Lo store inclusivo di Gala Supermercati con Itab
Il primo negozio inclusivo ha aperto a novembre 2025 a Città di Castello (Pg) con l'insegna Gala Supermercati, e il successo dell'iniziativa ha portato a estendere il progetto a Marsciano, con l'apertura il 21 marzo 2026, e a farne una direzione strategica da abbracciare per nuove aperture e ristrutturazioni. È già in fase di restyling un terzo punto di vendita.
Il desiderio è quello di far sì che sia più semplice orientarsi all'interno del supermercato, anche tra gli scaffali, e questo per tutti i clienti, con un occhio di riguardo a persone con disabilità cognitive, anziani, ai bambini, e agli stranieri. A studiare il tema è stato Massimo Pallaro, che basandosi sui dettami della neuroarchitettura, in collaborazione con l'ufficio marketing di Gala, ha messo a punto un sistema appropriato di "Comunicazione Aumentativa Alternativa" (Caa) per le insegne di reparto e delle corsie.
Hanno collaborato alla scelta della comunicazione più efficace i ragazzi utenti della cooperativa La Rondine di Città di Castello. Uno spazio più leggibile, prevedibile e accessibile, che non rinuncia all'efficacia commerciale. La facilità è stata ottenuta lavorando sulla linearità dei percorsi, sul controllo degli stimoli visivi e sensoriali, su un uso calibrato di luce e colore. La comunicazione ha tratto maggior chiarezza dall'uso di pittogrammi e cartelli illustrati, per orientarsi tra i reparti.

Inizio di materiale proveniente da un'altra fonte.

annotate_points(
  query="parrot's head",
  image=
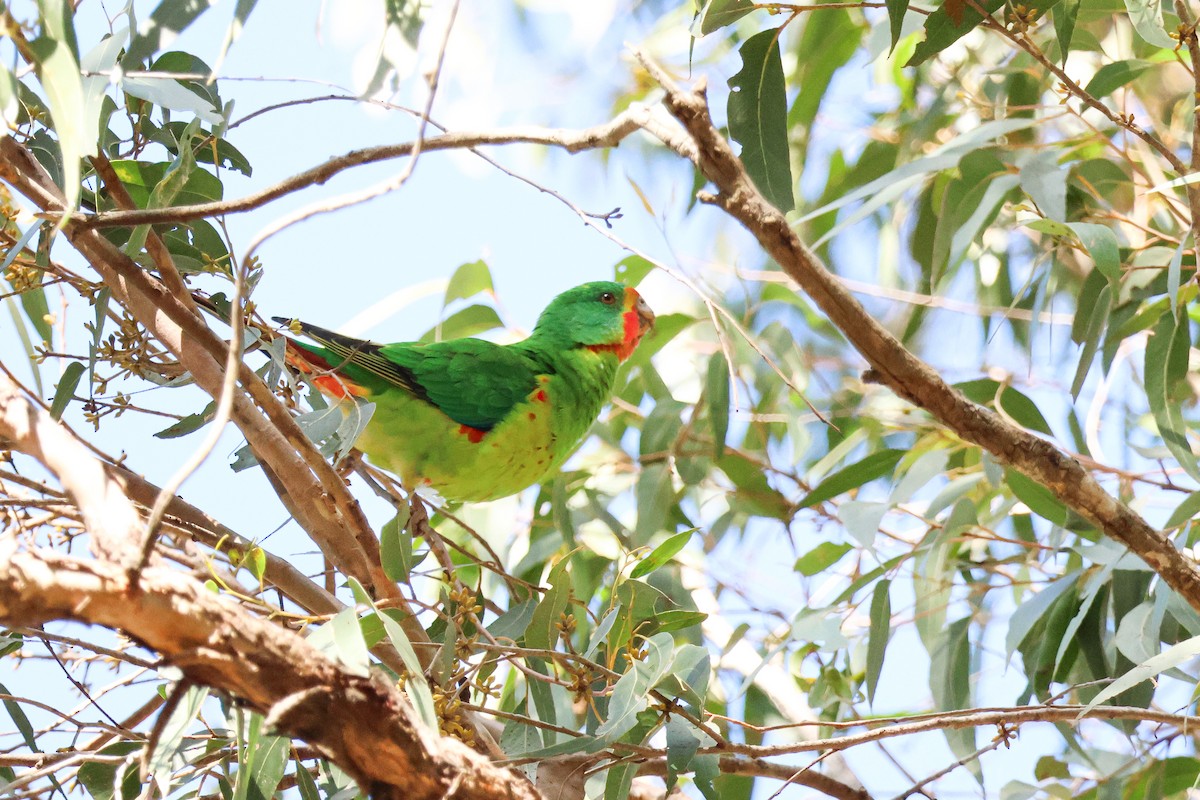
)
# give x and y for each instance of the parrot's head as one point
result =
(601, 316)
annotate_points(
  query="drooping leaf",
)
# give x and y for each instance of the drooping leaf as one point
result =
(719, 13)
(65, 391)
(880, 633)
(821, 558)
(757, 112)
(1115, 74)
(468, 281)
(660, 554)
(870, 468)
(1147, 20)
(942, 30)
(1165, 365)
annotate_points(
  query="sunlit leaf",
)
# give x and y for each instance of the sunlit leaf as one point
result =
(879, 636)
(1165, 365)
(757, 112)
(1115, 74)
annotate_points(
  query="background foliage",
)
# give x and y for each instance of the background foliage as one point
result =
(760, 552)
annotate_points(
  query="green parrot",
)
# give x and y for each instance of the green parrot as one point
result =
(475, 420)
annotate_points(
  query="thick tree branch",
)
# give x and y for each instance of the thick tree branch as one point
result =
(903, 372)
(607, 134)
(361, 722)
(309, 487)
(111, 518)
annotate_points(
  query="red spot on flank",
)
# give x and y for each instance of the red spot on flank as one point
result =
(474, 435)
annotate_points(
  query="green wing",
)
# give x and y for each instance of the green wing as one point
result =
(473, 382)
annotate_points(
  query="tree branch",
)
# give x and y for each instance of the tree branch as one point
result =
(361, 722)
(309, 487)
(903, 372)
(607, 134)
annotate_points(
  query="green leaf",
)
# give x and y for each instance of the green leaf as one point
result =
(65, 391)
(949, 679)
(1015, 404)
(1096, 324)
(827, 44)
(862, 519)
(417, 687)
(941, 30)
(874, 467)
(624, 704)
(631, 270)
(100, 777)
(1168, 660)
(821, 558)
(682, 746)
(719, 13)
(1102, 246)
(897, 10)
(57, 60)
(1147, 20)
(1065, 16)
(918, 474)
(718, 395)
(677, 620)
(1183, 512)
(468, 281)
(349, 644)
(1115, 74)
(879, 635)
(21, 721)
(189, 423)
(1042, 501)
(1031, 611)
(757, 112)
(1173, 275)
(661, 554)
(161, 763)
(468, 322)
(396, 547)
(543, 631)
(619, 781)
(141, 179)
(655, 495)
(1165, 365)
(166, 23)
(1045, 182)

La comunicazione aumentativa alternata unisce una serie di strategie, tecniche e strumenti, dai simboli alle immagini, fino ad ausili tecnologici e gesti, per potenziare la comunicazione verso persone con disabilità verbali o bisogni comunicativi complessi.
Altri esempi in Italia
Operazioni di questo genere confermano il ruolo de retail con un valore sociale, oltre che economico. Una strada che hanno percorso anche altre insegne. Questo di Gala Supermercati, infatti, non è del primo negozio inclusivo realizzato in Italia: Coop Lombardia, a Monza, ha aperto il suo primo store autism free nel 2021, seguita altri store dalle iniziative di altre Coop come Coop Alleanza 3.0 che ha organizzato gli store in funzione dello spettro autistico a partire dal 2024. Un comportamento simile è stato seguito anche da Carrefour, così come il mood è entrato anche nel canale dell'arredamento, con Ikea, e nell'abbigliamento, con Primark.